Quatre de ses anciens collègues à la commission exécutive, MM. Garnier-Pagès, Duclerc, Barthélemy Saint-Hilaire et Pagnerre, poussés par un médiocre esprit de rancune, et aussi, assure-t-on, par les excitations de la droite[1], avaient répandu un récit des journées de juin plein d’allégations inexactes et dans lequel ils cherchaient à établir que le général avait trahi la commission exécutive, ourdi contre elle un complot parlementaire et favorisé l’insurrection dans un dessein odieux.

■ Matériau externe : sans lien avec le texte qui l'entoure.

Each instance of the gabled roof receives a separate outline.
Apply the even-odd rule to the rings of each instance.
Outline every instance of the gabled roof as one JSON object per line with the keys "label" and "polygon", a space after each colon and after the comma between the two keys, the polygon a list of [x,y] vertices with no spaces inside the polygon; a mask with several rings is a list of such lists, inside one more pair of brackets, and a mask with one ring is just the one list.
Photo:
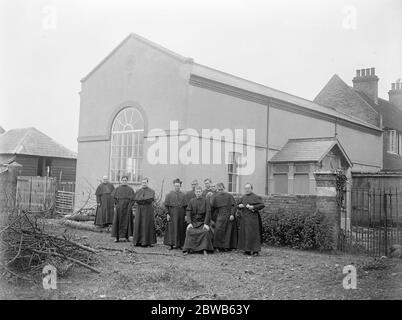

Le chef du pouvoir exécutif ressentit jusqu’au plus profond de son âme l’iniquité d’une imputation pareille. Comme il n’avait plus affaire à des calomniateurs vulgaires, mais à un homme tel que M. Garnier-Pagès, dont la réputation de loyauté était incontestée ; comme on attaquait l’acte essentiel qui, bien ou mal compris et jugé, devait laisser sur sa vie un sceau suprême, il provoqua un débat public et voulut que l’Assemblée prononçât entre lui et ses adversaires. Le 25 novembre, après que M. Barthélemy Saint-Hilaire eut fait devant l’Assemblée la lecture du long récit en forme d’accusation sous lequel on croyait accabler le général Cavaignac, il monta à la tribune. Jamais on ne l’avait vu plus ému ; mais son émotion, dominée par la fierté, loin de trahir l’expression de sa pensée, lui donna une puissance extraordinaire. Il occupa la tribune pendant quatre heures sans lasser un moment l’attention de l’Assemblée, dont il reconquérait, à mesure qu’il parlait, toutes les sympathies. Passant de l’émotion à l’ironie, de l’ironie à une précision mathématique, toujours vrai, simple, fier, toujours convaincant, le général Cavaignac écrasa ses enne-

  1. On cite, entre autres, MM. Thiers et de Maleville comme ayant poussé à cette attaque. On s’était flatté d’y entraîner M. de Lamartine, mais la noblesse de son esprit déjoua cette perfidie.